Пятый пункт. Категорически запрещаю подвергать вскрытию мое тело, под каким бы предлогом ни захотели это сделать; также я настоятельно прошу, чтобы в той комнате, где я встречу свой последний час, тело мое пробыло бы ровно двое суток, положенное в деревянный гроб, который бы заколотили только по истечении указанных выше двух суток. За это время следует сообщить о смерти моей Ленорману, лесоторговцу, проживающему в Версале, на бульваре Эгалите, в доме номер сто один, и попросить его прибыть лично вместе с телегой, дабы он сам на этой телеге отвез мое тело в лес, расположенный в моем поместье в Мальмезоне, в коммуне Эмансе, что близ Эпернона. Там я хочу, чтобы гроб мой без всяких церемоний выгрузили в первом же густом пролеске, который встретится, когда подъезжаешь к лесу со стороны бывшего замка по большой аллее, делящей лес этот пополам. Могилу в этом пролеске под присмотром Ленормана выроет арендатор Мальмезона, а искомый Ленорман проследит, чтобы гроб с телом моим был опущен именно в эту яму; если ему будет угодно, он может найти себе сопровождающих среди моих родственников или друзей, тех, кто без всякой помпы пожелают в последний раз выразить мне свою привязанность. Когда могила будет засыпана, поверх следует посеять желуди, чтобы со временем сей клочок земли вновь покрылся растительностью и пролесок снова стал бы таким же густым, как был прежде, а следы моей могилы исчезли бы с лица земли, как, смею надеяться, и воспоминания обо мне изгладятся из памяти людей, кроме, быть может, тех немногих, которые любили меня вплоть до последних дней моих и нежные воспоминания о которых и я уношу с собой в могилу».
Составитель завещания Д. А. Ф. Сад подтверждал, что тридцатого января тысяча восемьсот шестого года пребывал в здравом уме и твердой памяти.
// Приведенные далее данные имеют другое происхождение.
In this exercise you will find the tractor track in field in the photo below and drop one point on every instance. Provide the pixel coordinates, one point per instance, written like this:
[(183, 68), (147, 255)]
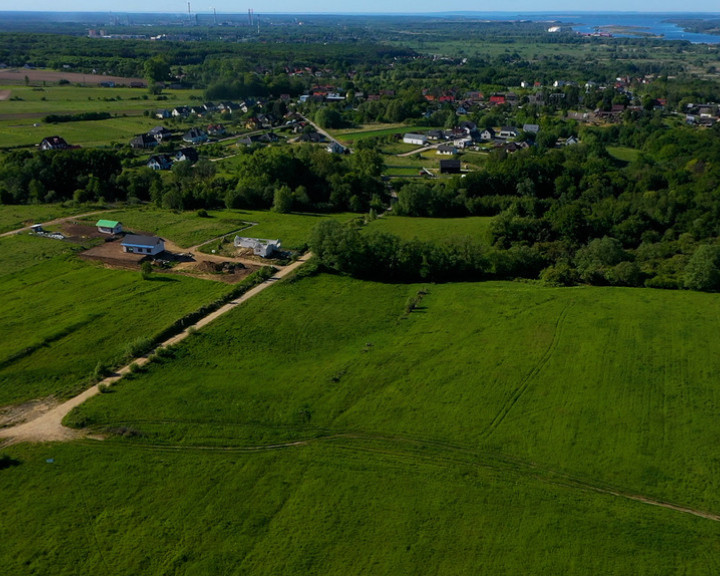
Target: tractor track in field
[(530, 376), (48, 427), (409, 450)]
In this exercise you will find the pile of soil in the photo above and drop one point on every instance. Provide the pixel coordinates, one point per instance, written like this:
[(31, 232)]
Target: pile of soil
[(210, 267)]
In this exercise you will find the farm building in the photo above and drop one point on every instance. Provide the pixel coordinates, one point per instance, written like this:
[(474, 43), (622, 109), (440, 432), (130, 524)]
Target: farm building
[(135, 244), (417, 139), (109, 226), (260, 246)]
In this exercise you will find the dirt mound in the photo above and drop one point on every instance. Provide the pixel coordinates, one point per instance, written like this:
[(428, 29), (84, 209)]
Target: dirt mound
[(210, 267)]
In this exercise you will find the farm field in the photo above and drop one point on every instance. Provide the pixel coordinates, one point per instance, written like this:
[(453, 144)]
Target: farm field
[(21, 115), (13, 217), (610, 386), (374, 131), (66, 315), (183, 228), (433, 229), (188, 229), (321, 429)]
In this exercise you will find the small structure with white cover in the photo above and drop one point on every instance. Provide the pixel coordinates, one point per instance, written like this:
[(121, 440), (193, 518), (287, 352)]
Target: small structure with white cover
[(260, 246)]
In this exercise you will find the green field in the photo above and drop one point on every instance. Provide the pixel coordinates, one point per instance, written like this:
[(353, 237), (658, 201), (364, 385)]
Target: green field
[(433, 229), (21, 120), (14, 217), (501, 428), (61, 315), (374, 131)]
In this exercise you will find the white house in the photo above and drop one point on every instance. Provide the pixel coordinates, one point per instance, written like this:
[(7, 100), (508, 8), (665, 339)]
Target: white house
[(135, 244), (416, 139), (446, 150), (260, 246), (109, 226)]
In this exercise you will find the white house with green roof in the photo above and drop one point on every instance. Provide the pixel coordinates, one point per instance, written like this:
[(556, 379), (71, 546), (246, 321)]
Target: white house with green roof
[(109, 226)]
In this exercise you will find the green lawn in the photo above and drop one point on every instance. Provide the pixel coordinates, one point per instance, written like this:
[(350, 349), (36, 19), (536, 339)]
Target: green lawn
[(61, 315), (489, 432), (374, 131), (610, 386), (13, 217), (433, 229), (21, 120)]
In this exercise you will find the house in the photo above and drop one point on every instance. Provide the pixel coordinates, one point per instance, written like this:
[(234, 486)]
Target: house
[(159, 162), (186, 155), (416, 139), (449, 166), (54, 143), (446, 150), (487, 135), (314, 137), (464, 142), (216, 129), (135, 244), (180, 112), (109, 226), (143, 141), (160, 133), (260, 246), (195, 136)]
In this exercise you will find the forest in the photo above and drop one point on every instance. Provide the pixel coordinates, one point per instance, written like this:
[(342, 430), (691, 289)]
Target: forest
[(566, 214)]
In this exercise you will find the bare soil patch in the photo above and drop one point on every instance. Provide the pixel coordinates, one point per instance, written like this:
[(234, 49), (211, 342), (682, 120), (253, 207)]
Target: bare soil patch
[(111, 254), (17, 76), (76, 232), (16, 414)]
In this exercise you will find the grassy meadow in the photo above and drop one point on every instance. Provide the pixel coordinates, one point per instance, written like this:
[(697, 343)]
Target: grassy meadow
[(610, 386), (21, 115), (14, 217), (321, 428), (65, 315)]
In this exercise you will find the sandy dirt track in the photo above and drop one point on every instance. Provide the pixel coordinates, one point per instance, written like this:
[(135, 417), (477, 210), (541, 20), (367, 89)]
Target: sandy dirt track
[(47, 426)]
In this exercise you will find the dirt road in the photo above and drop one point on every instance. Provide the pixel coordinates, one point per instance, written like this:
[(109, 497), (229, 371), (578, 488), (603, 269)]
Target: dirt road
[(47, 427)]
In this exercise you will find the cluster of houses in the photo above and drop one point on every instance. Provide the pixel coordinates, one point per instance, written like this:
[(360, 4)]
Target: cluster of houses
[(166, 161), (466, 135), (201, 110), (702, 114)]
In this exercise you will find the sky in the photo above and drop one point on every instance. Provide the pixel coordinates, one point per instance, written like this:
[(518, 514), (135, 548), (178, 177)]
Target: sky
[(360, 6)]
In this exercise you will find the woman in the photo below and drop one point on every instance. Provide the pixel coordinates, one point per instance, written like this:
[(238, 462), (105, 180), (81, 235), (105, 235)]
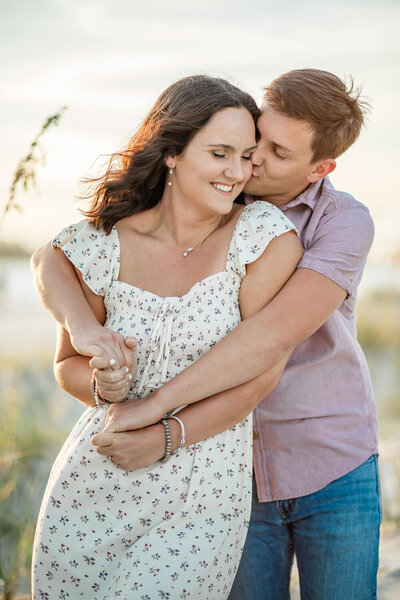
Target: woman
[(166, 258)]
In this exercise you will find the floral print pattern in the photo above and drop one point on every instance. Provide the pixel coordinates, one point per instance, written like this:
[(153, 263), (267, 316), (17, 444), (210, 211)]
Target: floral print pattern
[(173, 530)]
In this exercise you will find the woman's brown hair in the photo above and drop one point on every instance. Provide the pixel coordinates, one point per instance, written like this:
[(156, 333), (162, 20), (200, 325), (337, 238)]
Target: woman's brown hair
[(135, 178)]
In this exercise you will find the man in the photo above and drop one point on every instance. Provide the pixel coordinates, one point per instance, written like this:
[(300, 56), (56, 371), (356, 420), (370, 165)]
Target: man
[(316, 490)]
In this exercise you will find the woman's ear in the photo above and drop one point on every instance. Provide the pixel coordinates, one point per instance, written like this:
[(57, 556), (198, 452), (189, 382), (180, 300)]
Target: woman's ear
[(170, 162)]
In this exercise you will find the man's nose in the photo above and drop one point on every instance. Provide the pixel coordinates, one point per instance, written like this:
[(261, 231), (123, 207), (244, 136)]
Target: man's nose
[(235, 171), (256, 159)]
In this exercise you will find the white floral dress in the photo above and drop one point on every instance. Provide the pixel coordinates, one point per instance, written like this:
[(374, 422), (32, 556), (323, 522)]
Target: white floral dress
[(174, 530)]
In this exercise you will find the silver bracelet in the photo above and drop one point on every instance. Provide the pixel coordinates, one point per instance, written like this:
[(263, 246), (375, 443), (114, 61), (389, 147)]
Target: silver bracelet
[(95, 392), (169, 442), (183, 432)]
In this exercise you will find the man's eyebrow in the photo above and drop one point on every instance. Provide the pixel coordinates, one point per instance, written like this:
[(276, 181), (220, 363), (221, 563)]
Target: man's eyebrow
[(228, 147)]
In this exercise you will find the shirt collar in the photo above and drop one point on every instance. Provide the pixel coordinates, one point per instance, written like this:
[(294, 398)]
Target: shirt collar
[(310, 196)]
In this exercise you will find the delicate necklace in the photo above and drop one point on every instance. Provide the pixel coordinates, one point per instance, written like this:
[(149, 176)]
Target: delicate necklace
[(187, 251)]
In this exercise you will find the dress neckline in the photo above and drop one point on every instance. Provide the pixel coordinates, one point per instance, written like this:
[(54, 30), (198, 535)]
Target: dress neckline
[(195, 285)]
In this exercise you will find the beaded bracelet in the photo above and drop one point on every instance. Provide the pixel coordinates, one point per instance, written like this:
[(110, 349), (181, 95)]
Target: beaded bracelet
[(95, 392), (169, 442), (183, 432)]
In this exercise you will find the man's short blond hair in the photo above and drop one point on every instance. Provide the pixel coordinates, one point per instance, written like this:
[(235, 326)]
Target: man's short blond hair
[(332, 107)]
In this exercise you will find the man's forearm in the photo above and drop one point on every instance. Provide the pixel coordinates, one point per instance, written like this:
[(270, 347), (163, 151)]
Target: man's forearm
[(213, 415), (59, 289), (259, 342)]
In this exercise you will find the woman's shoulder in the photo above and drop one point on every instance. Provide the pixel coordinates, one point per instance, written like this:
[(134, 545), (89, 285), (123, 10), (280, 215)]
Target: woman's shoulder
[(92, 251), (259, 223)]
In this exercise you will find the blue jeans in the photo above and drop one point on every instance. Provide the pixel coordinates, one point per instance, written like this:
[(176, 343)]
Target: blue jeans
[(334, 533)]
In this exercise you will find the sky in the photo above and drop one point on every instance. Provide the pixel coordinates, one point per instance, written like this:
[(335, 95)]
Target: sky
[(109, 60)]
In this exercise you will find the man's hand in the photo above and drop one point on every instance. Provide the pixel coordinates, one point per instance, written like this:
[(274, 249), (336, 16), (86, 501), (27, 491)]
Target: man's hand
[(132, 450), (133, 414), (96, 340), (114, 382)]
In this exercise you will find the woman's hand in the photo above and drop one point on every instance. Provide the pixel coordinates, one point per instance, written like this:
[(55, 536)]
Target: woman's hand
[(132, 450), (133, 414)]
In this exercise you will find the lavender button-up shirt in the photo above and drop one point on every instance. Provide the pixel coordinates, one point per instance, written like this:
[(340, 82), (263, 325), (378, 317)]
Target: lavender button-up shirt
[(320, 421)]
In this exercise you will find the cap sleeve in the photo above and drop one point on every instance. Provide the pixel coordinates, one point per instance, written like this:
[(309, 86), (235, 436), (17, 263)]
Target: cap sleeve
[(94, 253), (259, 223)]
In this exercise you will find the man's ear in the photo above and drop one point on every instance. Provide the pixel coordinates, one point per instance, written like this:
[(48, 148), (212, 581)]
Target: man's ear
[(321, 169)]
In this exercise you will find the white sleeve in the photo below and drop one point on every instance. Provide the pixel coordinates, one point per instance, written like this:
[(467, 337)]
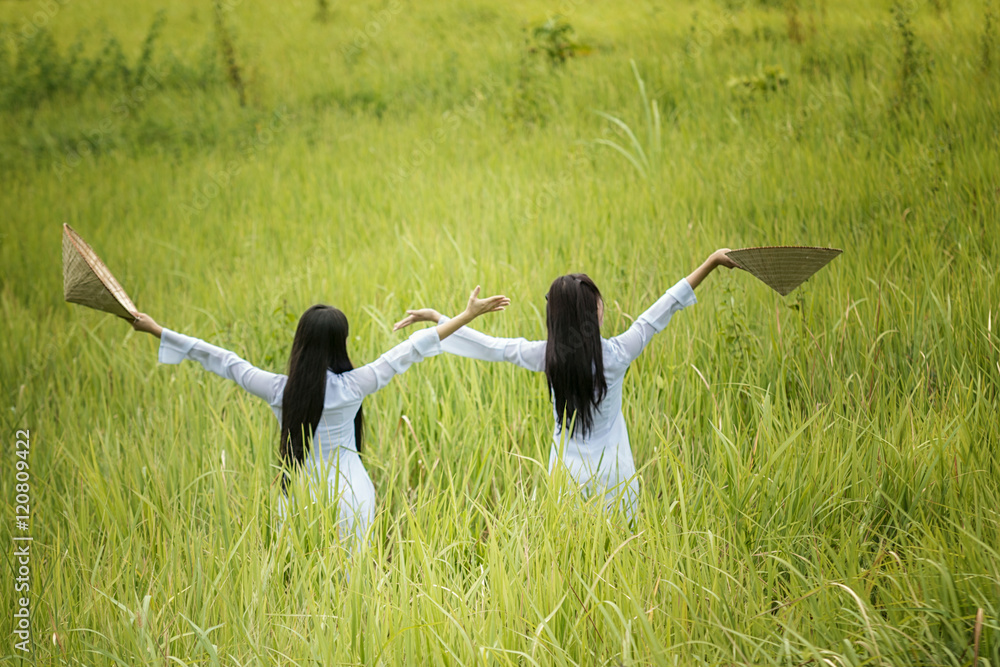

Каков он все же, этот ум, остававшийся до последнего мгновения абсолютно ясным, острым и конфликтным? Ум, безгранично стремившийся к свободе, не признававший никаких запретов — и сосредоточившийся на сексуальной сфере, эротических чувствах, превратив их в инструмент для сооружения величественного здания философии порока, или философии Природы, как иначе именует ее де Сад, превращая Природу в равнодушное провидение, чьи пути также неисповедимы, как промысел Господа. Но, говоря о равнодушии Природы, де Сад лукавит, ибо за этим равнодушием у него непременно таится зло и разрушение. В садическом мире нет животворящего начала: удовольствие как единственная цель жизни достигается либертеном через слово и умертвие. Слово освящает умертвие, превращает убийство в жертвоприношение, совершаемое на алтаре законов природы. Слово и тело — две вещи, без которых не может существовать либертен. Главное различие между либертеном и жертвой — владение словом. Философия позволяет либертену воспринимать действия, доставляющие страдания жертве, как наслаждение. Факел философии, рожденной Разумом и воплотившейся в слове, освещает будуар, наполненный обнаженными телами, из которых составлены причудливые композиции. Где здесь либертен, а где жертва? На помощь приходит слово — тот, кто им обладает, принадлежит к тем, у кого власть, кто распоряжается оргией. Тот, кому скучна философия, кто не владеет словом, кому недоступны доводы либертенов, — тот жертва, покорная своей участи.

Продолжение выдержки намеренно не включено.